A couple days ago I started reading Morris Berman's "Dark Ages America: The Final Phase of Empire." I'm about halfway through it.
The most interesting chapter so far, called "Pax Americana," explodes a lot of the assumptions most Americans, including those of us holding more liberal persuasions, have held onto over the years. Chief among these has been the notion that the advent of the Bush regime and its policy of pre-emptive warfare is a radical and alarming departure from the benevolent American foreign policy approaches of the past.
Berman argues that developments under the Cheney government (fronted by Bush) are a continuation and extension of the policies of the last 55-plus years, starting in 1950 with the appearance of the secret National Security Council document known as NSC-68, authored by Paul Nitze, which stated that "a defeat of free institutions anywhere is a defeat everywhere."

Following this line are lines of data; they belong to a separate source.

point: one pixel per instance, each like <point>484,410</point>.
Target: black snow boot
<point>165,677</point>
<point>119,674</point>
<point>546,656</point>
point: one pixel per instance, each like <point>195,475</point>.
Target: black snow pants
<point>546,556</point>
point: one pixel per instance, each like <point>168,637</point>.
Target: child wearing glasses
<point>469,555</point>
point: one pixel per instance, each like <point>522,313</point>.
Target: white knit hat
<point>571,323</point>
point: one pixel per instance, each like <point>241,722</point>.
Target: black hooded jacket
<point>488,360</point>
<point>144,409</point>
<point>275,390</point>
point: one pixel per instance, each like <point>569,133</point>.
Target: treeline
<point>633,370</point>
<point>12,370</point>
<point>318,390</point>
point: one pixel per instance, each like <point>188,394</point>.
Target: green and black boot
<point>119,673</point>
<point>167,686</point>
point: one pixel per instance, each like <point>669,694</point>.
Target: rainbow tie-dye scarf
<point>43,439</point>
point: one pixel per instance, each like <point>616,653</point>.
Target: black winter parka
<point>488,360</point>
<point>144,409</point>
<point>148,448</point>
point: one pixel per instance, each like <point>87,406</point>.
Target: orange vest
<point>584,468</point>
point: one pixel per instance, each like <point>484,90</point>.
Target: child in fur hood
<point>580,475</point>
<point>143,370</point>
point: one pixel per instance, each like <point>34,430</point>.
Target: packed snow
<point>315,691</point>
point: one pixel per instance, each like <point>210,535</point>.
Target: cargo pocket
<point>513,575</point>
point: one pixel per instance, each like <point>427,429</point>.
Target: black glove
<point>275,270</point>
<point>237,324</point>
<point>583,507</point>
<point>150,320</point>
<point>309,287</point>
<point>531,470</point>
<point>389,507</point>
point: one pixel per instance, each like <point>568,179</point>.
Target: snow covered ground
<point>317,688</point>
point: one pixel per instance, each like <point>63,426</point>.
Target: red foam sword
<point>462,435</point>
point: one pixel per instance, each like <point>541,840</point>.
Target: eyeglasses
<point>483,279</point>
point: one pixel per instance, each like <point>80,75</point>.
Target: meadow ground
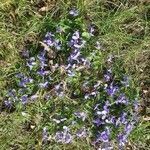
<point>123,28</point>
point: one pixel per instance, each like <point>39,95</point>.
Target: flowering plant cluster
<point>88,94</point>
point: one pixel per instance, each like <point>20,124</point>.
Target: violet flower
<point>81,133</point>
<point>31,63</point>
<point>122,100</point>
<point>24,99</point>
<point>81,115</point>
<point>43,85</point>
<point>74,12</point>
<point>112,90</point>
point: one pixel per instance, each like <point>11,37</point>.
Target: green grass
<point>124,29</point>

This statement and others like it underlay the Cold War foreign policies which followed, and led us directly into conflicts in peripheral, remote and unimportant places such as Vietnam, Nicaragua, and Afghanistan. As General MacArthur said, the objectives of such a policy were as much domestic as foreign, designed to keep the American people in "a continuous stampede of patriotic fervor" and fear of the enemy.

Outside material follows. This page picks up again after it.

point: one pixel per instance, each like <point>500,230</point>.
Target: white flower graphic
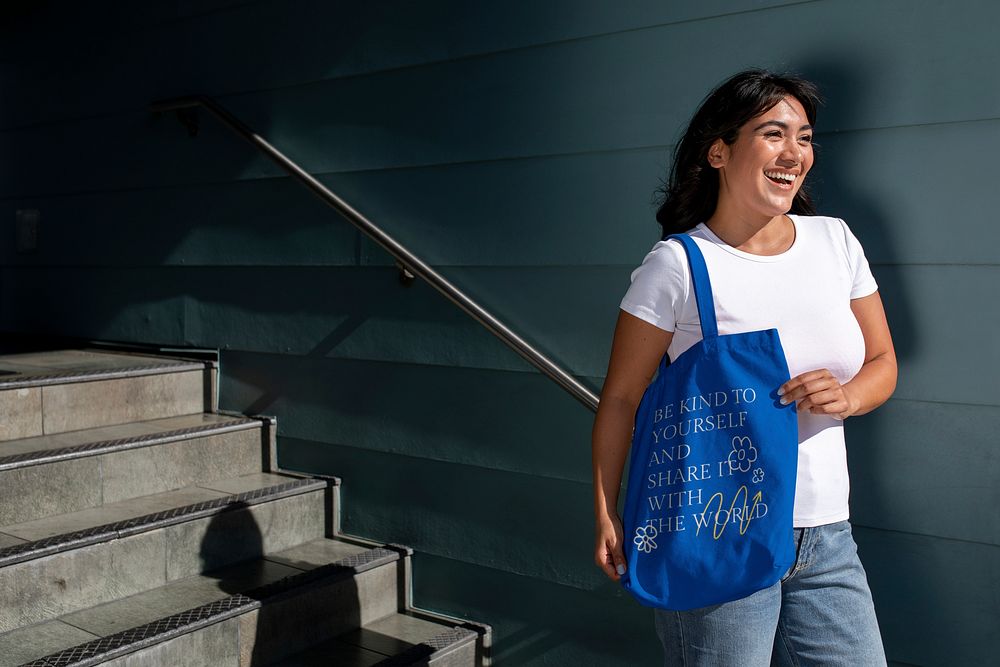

The policy of continuous warfare, of always being at war or preparing for war, as described by George Orwell, did not begin with Bush versus "the terrorists."
Berman concludes that "(T)he pax americana is not an accidental empire; indeed, I doubt if there is such a thing, historically speaking. We have arived at this point in our history as a result of an inexorable momentum..." He goes on to say that at this point, there is no possibility that the Republic can be restored, that we actually lost the Republic with the establishment of the national security state in its place in 1949-50, that there's too much water under the bridge, and at this point the only way America can and will go is down.